ナボポラッサルとは?
なぼぽらっさる
ナボポラッサルとは、紀元前7世紀後半に新バビロニア帝国を建国したカルデア人の王で、強大なアッシリア帝国を打倒した古代メソポタミアの英雄的統治者です。
ナボポラッサル(Nabopolassar)は、紀元前658年頃生まれとされるカルデア人の指導者。紀元前626年にバビロンの王として即位し、新バビロニア帝国(カルデア王朝)を樹立した。その治世は紀元前605年まで続いた。
当時の中東世界はアッシリア帝国の支配下にあり、バビロンもその属州として置かれていた。ナボポラッサルはカルデア部族の長として反乱を起こし、メディア王国のキュアクサレスと同盟を結んで軍事的圧力を強めた。そして紀元前612年、両軍が連合してアッシリアの都ニネヴェを攻略・壊滅させ、数百年続いたアッシリア帝国を事実上滅亡させた。
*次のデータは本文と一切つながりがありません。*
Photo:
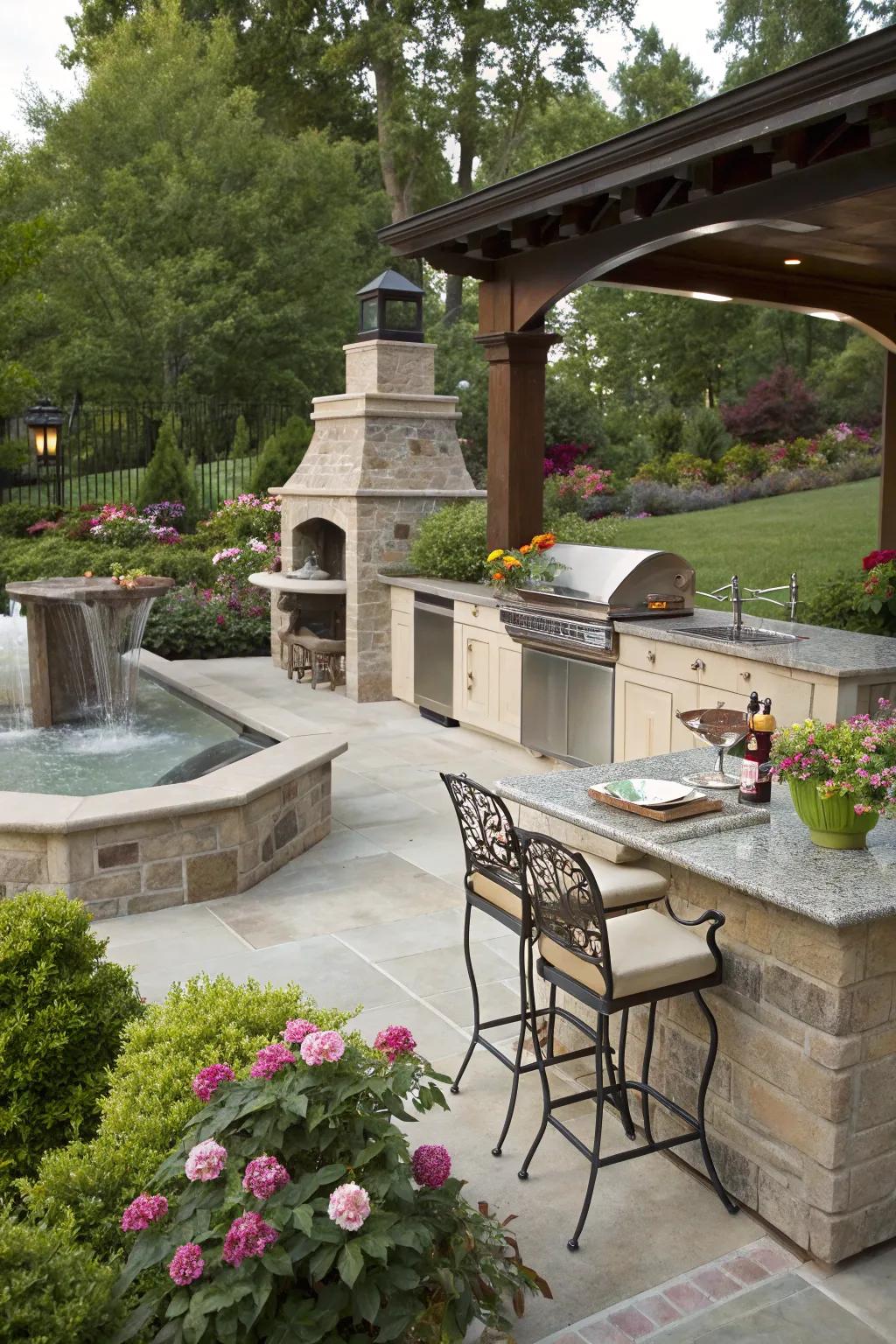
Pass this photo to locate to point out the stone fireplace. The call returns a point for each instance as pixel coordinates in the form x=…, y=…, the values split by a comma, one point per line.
x=383, y=456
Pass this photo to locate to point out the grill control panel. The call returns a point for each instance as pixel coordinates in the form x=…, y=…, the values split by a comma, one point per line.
x=534, y=626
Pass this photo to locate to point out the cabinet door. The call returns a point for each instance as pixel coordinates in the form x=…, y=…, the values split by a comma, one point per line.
x=647, y=726
x=403, y=656
x=474, y=682
x=508, y=689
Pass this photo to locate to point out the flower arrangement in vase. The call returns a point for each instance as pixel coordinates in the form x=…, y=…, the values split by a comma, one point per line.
x=526, y=566
x=841, y=776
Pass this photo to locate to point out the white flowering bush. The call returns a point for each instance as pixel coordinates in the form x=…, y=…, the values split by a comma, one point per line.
x=294, y=1210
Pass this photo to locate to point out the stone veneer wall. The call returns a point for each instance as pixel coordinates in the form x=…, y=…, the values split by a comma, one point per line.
x=130, y=867
x=802, y=1101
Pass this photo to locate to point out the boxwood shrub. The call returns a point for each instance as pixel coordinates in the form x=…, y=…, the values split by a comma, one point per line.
x=52, y=1289
x=62, y=1013
x=150, y=1098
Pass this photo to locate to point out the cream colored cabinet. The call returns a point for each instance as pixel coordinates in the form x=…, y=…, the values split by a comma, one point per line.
x=647, y=707
x=402, y=602
x=488, y=680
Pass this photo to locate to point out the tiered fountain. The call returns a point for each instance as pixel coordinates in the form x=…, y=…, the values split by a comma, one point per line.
x=83, y=648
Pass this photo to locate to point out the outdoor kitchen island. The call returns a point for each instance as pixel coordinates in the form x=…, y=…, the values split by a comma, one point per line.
x=802, y=1102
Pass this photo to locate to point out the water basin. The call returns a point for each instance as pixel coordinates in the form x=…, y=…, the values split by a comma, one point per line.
x=747, y=634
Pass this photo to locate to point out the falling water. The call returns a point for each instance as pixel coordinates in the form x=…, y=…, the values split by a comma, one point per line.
x=108, y=639
x=15, y=696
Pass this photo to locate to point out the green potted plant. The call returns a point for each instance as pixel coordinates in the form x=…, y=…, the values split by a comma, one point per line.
x=841, y=776
x=294, y=1211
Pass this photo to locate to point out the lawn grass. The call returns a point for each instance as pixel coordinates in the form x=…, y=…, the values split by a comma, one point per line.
x=816, y=533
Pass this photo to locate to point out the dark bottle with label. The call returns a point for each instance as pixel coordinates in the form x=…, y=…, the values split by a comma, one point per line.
x=755, y=772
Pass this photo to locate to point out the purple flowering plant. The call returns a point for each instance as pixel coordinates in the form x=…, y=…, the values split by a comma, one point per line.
x=852, y=760
x=294, y=1208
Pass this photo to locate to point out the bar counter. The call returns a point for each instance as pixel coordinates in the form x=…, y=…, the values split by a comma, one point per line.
x=802, y=1103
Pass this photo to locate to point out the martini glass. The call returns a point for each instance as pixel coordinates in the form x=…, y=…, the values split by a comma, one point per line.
x=719, y=729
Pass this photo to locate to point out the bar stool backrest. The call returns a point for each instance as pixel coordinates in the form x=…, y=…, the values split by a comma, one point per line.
x=486, y=830
x=564, y=900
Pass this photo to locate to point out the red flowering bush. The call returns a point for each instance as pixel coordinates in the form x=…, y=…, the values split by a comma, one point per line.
x=298, y=1213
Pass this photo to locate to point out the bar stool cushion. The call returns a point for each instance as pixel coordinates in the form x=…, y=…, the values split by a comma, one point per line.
x=620, y=885
x=647, y=952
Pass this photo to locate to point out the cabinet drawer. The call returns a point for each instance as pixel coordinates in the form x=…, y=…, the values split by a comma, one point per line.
x=403, y=599
x=682, y=662
x=479, y=617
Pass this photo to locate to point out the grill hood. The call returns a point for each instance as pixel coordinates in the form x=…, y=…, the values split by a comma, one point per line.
x=612, y=582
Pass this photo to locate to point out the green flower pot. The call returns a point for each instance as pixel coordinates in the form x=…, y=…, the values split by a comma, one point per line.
x=833, y=822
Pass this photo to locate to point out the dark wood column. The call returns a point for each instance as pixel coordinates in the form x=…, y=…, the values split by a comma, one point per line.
x=516, y=433
x=887, y=528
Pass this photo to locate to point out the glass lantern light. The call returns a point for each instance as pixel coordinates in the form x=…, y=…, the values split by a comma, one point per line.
x=391, y=308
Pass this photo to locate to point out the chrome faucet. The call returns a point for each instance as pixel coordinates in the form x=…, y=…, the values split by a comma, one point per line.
x=723, y=593
x=792, y=589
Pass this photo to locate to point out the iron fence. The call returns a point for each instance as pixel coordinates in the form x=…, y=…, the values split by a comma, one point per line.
x=103, y=452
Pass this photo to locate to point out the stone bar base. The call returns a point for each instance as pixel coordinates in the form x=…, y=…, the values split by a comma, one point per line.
x=802, y=1102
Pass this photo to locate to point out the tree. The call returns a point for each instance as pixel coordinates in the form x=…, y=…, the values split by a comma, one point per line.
x=196, y=252
x=168, y=478
x=655, y=82
x=760, y=37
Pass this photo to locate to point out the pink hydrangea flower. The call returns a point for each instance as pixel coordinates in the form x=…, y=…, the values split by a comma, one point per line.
x=248, y=1236
x=270, y=1060
x=210, y=1078
x=349, y=1208
x=394, y=1042
x=323, y=1047
x=431, y=1166
x=265, y=1176
x=206, y=1161
x=298, y=1028
x=143, y=1211
x=187, y=1264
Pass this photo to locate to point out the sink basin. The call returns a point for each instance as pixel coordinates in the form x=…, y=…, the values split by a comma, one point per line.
x=747, y=634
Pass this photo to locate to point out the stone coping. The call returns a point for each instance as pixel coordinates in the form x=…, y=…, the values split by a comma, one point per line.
x=774, y=862
x=335, y=494
x=300, y=746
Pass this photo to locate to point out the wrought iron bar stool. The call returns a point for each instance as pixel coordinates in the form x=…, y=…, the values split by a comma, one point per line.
x=612, y=965
x=494, y=886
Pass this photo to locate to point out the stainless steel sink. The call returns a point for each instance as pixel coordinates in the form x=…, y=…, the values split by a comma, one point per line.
x=746, y=634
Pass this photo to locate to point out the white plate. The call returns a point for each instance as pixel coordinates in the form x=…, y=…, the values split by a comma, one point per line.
x=649, y=794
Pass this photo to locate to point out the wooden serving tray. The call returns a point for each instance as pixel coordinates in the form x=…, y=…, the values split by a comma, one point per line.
x=677, y=812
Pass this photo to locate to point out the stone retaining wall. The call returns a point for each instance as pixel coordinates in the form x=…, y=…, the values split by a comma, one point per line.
x=130, y=867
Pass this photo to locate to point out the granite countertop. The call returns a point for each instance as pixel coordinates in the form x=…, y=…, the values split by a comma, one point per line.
x=760, y=852
x=477, y=593
x=821, y=649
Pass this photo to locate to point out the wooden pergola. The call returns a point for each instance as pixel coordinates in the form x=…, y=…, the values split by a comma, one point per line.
x=797, y=165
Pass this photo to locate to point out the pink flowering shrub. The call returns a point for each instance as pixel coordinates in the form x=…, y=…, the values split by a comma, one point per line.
x=206, y=1161
x=354, y=1228
x=394, y=1042
x=349, y=1208
x=852, y=760
x=210, y=1078
x=323, y=1047
x=143, y=1211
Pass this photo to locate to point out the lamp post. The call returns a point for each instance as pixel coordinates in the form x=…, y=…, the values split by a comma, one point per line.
x=45, y=425
x=391, y=310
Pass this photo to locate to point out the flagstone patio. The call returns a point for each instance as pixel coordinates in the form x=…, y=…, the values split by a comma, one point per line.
x=371, y=920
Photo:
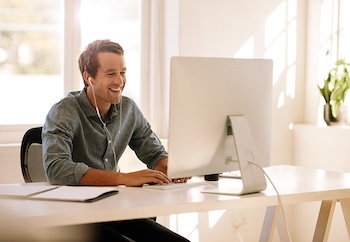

この勝利によってバビロニアはメソポタミアの覇権を握り、中東の政治地図を塗り替えた。ナボポラッサルは帝国の基礎を整えたが、その息子ネブカドネザル2世(バビロン捕囚でも知られる)のもとでバビロニアはさらに強大化した。
父子二代にわたる治世は、古代オリエント史において新バビロニアの黄金時代を形成し、バビロンの都市建設・文化振興にも大きく寄与した。
使い方・例文
「ナボポラッサルはメディアと協力してアッシリアを打倒し、新バビロニア帝国の礎を築いた」という形で古代メソポタミア史を学ぶ際に登場します。